Within 15 minutes of leaving the lakes my leg felt like it was on fire. To combat this, Brandon gave me one of his hiking poles. I crudely lashed it to my leg to use it as a peg while walking. It didn’t solve the whole problem but I was finally moving at a decent pace again.
There is one pass to confront for the day when heading northbound. As we wandered between boulder fields and through meadows I kept wondering how I would get to the top of it.
Me climbing to that last high pass along PCT Section J had to be quite a sight. On my left side I would take a normal step I was hobbling my way to the top like a pirate. On my left I had to push myself so hard to keep going that I stopped thinking about the pain. When I reached the top of the pass, all I could do was sit down and rock back and forth clutching my leg.
According to Brandon there were two people at the top he had a short discussion with.
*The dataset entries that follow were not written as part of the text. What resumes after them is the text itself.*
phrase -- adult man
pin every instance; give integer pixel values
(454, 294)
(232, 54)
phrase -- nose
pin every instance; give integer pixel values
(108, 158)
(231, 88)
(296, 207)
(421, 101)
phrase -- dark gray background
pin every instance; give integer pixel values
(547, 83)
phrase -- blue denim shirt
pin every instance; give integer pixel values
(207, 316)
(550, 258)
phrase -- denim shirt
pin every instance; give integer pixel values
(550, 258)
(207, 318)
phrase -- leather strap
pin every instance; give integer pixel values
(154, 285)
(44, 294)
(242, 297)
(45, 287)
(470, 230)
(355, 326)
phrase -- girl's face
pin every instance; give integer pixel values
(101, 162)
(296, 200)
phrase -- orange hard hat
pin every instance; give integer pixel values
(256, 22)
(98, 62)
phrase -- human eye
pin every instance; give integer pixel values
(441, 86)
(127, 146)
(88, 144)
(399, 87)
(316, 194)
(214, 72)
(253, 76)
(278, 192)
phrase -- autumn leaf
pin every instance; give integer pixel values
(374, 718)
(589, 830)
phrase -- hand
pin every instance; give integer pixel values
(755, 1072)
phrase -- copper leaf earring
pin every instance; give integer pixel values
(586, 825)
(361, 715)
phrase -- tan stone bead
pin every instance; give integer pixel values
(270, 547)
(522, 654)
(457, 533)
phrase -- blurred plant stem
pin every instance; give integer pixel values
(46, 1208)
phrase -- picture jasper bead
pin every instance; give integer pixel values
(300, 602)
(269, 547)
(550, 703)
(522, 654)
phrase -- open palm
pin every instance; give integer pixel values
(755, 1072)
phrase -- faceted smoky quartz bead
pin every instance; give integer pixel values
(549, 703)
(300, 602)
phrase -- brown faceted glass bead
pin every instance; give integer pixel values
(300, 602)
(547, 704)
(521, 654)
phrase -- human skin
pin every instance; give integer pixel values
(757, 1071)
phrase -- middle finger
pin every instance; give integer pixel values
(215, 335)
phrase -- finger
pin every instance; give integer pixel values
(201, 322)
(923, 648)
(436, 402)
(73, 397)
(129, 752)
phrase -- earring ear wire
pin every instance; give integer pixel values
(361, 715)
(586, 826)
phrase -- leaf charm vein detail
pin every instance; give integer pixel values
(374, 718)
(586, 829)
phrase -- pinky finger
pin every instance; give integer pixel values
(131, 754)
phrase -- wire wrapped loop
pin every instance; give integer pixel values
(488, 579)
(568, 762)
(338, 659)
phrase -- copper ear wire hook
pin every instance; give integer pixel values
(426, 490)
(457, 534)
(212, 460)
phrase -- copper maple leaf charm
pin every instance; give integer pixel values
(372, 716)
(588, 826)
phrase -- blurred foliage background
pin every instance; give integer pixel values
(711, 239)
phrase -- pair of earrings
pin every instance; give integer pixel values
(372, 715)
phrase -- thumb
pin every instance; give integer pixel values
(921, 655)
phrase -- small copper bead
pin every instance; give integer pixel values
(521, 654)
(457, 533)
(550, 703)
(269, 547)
He says they asked me a few questions but I didn’t respond. I was too busy rocking back and fort in pain.
The rest of the day to Mig lake was easy as the trail winds along the ridge. As we hiked the sun kept getting stronger and the clouds were clearing. The views opened up and in my current condition I was happy to experience it. Anything to take my mind off my leg.
Mig lake was more of a strange tasting mud puddle than a lake. To make the filtered water taste drinkable we added loads of Mio. It helped a little bit but for the most part it tasted like mud.
Despite the terrible tasting water we were happy to feel the full sun on our skin. Both of us sat back without our raincoat for the first time in days to enjoy a meal.
We ate our last trail dinner and had our eyes toward a shower a home-cooked food. Finally, we would go to sleep without rain falling on the tent. Soon I would find out how damaged my leg really was…
We woke up around 5:30 in the morning to the sound of a SAR helicopter circling our campsite. For a moment I wondered if I told my family the correct day that I would be back home. As the helicopter finally pulled away it was a relief to know none of us was going to have to pay that bill. Especially considering my legs very swollen condition.
It was bittersweet to be ending our journey. But with a ruptured Achilles, wet gear, little food remaining and the promise of libations, it was time.